The move aims to tap higher demand for casuals and sportswear from consumers who are spending less on formal clothes as the coronavirus crisis has accelerated a shift to working from home.

Clothes retailers have recently struggled to keep up with the change in consumer preference as they battle a drop in footfalls in malls and shopping centres.

Woolworths, which also operates in Australia and New Zealand, announced in September a strategic review of its fashion business in SA, which the firm says has been plagued by poor execution in its fashion ranges and lacked customer focus.

The fashion, beauty and homeware business in SA, where it makes 62% of its revenues, booked a 11.2% decline in sales in the 26 weeks to December 27, hit by a significant decrease in Black Friday spending and the reduction in formal wear trade.

It is exiting from Studio.

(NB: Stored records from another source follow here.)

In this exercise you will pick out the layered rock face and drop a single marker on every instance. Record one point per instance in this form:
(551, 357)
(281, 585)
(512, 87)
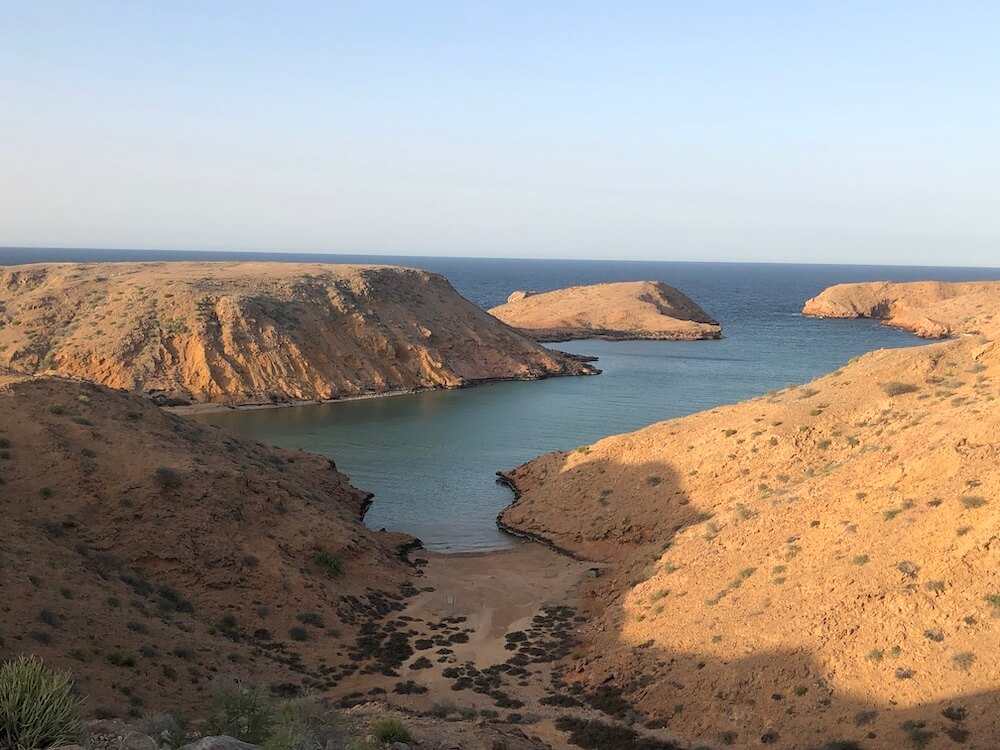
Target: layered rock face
(932, 309)
(143, 550)
(817, 565)
(621, 311)
(236, 333)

W and WCollection clothing ranges, it said in a brief presentation posted on its website.

Food sales rose 10.9% in SA, continuing to show positive momentum with volume growth and market share gains despite a ban on alcohol sales in July and December.

In Australia and New Zealand, sales at David Jones, the upmarket department chain, and Country Road Group were hit by a lockdown in the state of Victoria and lower footfalls.

This was partially offset by government relief packages, rent relief from landlords and further growth in online sales.

Overall group turnover and concession sales rose by 5.3% in the first half, recovering from a 4% decline in the second half of its financial year to June 28.

The retailer said headline earnings per share (HEPS), the main gauge of profit in SA, surged by 58.3% to 261.1c. Adjusted diluted HEPS, which strips out certain items, rose by 19.4%.

Woolworths last posted a profit increase for a six-month period ending in December in 2015.